Violet Crumble Cheesecake

Violet Crumble Cheesecake



  • Step 1

    Grease a 24cm round spring form pan and line base with baking paper.

  • Step 2

    Process biscuits until crushed. Add butter and process until combined.

  • Step 3

    Press mixture over base and up sides of prepared pan.
    Refrigerate while preparing filling. 

  • Step 4

    Sprinkle gelatine over water in a small heatproof jug. Stand jug in a pan of simmering water. Stir until dissolved, remove and cool.

  • Step 5

    Place chocolate in heatproof bowl.
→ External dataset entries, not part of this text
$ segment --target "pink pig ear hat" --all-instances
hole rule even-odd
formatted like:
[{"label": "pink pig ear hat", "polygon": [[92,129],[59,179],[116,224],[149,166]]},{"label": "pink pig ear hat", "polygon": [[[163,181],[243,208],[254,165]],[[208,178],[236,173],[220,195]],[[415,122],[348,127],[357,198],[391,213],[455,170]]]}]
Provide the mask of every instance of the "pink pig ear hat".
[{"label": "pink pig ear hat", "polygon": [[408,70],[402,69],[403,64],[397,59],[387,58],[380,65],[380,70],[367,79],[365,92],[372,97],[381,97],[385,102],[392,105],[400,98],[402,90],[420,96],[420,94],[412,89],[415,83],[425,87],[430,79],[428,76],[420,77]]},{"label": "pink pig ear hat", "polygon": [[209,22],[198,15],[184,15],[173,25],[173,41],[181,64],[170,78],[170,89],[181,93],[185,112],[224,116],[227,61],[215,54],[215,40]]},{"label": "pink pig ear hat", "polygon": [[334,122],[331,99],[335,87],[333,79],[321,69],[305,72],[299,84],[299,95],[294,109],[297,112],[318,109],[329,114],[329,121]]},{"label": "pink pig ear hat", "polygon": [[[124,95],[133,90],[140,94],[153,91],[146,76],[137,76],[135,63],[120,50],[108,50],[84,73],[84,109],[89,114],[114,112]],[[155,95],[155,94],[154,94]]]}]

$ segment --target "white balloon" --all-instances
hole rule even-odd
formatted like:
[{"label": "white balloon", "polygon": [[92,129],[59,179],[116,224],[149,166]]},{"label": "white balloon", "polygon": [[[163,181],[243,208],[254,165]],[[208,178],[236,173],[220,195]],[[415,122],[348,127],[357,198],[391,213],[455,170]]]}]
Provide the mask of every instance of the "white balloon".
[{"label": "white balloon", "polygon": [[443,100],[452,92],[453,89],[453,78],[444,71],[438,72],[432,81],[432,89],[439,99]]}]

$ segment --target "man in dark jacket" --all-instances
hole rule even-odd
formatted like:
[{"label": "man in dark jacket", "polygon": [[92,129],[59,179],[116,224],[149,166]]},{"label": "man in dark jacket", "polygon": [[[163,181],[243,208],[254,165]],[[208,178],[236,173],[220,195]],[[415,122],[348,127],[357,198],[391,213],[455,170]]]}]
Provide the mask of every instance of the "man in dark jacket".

Stir bowl over pan of simmering water.
    Stir until melted.
    Remove and cool for 10 minutes.

  • Step 6

    Beat cream cheese and sugar in a small bowl with an electric mixer until smooth.

  • Step 7

    With mixer on low speed, beat in cream, then chocolate and gelatine mixture until smooth.
    Fold in Violet Crumble pieces.

  • Step 8

    Pour filling over biscuit base. Chop the one remaining Violet Crumble up and add to top of cheesecake.
    Cover and refrigerate overnight until set.

  • Step 9

    To serve remove the side of pan and transfer cheesecake to a serving plate. Enjoy!